Artworks in the Collection

Vegetables (1932)

Artists who found their creative path in the world’s art capitals between the two world wars exhibited their works in the Art Pavilion “Cvijeta Zuzorić” from the first Autumn Exhibitions onwards. The canvas entitled Vegetables was one of Gvozdenović’s paintings exhibited at the famous Tenth Autumn Exhibition in 1937. A sketch on the same subject is also kept in the Pavle Beljanski Memorial Collection. Small in size, this painting belongs to Gvozdenović’s first period when the painter alternated between two motifs: landscape and still-life.

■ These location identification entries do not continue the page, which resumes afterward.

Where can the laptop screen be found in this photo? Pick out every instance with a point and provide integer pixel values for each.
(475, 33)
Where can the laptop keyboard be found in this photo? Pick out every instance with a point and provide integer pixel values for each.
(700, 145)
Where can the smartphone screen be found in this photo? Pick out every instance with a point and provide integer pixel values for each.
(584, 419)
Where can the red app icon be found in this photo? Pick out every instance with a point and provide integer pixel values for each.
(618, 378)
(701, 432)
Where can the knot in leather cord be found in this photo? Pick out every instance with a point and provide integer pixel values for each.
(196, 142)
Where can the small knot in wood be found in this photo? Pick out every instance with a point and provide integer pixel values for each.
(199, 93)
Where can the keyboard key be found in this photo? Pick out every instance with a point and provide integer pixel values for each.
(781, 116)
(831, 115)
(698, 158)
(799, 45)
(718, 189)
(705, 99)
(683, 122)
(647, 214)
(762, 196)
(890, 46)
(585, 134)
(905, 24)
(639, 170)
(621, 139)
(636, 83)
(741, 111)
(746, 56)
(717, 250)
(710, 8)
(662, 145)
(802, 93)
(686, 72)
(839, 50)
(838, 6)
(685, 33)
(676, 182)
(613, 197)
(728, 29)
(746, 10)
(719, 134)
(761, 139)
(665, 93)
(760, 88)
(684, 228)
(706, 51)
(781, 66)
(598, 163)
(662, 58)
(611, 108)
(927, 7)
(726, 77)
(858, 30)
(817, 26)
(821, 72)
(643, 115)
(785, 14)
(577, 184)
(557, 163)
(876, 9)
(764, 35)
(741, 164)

Even when his thematic repertoire broadened, the artist nurtured these themes until the end of his life, changing only the artistic treatment and his visual approach. In the Vegetables, a painting with a pale palette, Gvozdenović painted commonplace as if it was something precious, expressing hidden belief that every detail, no matter how insignificant, can be an incentive for virtuosity in painting. A small cabbage head, celery and an onion, concrete objects, were merely starting points for a colouristic weave where brushstroke after brushstroke possessed its own “light and colour value, length, direction, density of paint and thickness of layer.” In this painting, in the distant sound of recognizable reality, in the simple composition of vegetables on a perspectively undefined background, Gvozdenović harmonizes everything and forges strong inner connections, and brings everything back to reality and recognizability in an abstract way, through fragmented lightness value systems, with discretely placed colouristic accents and the movement and contrasts of the basic lines. It was exactly through paintings such as this that Gvozdenović earned the title of the “painter of small things.”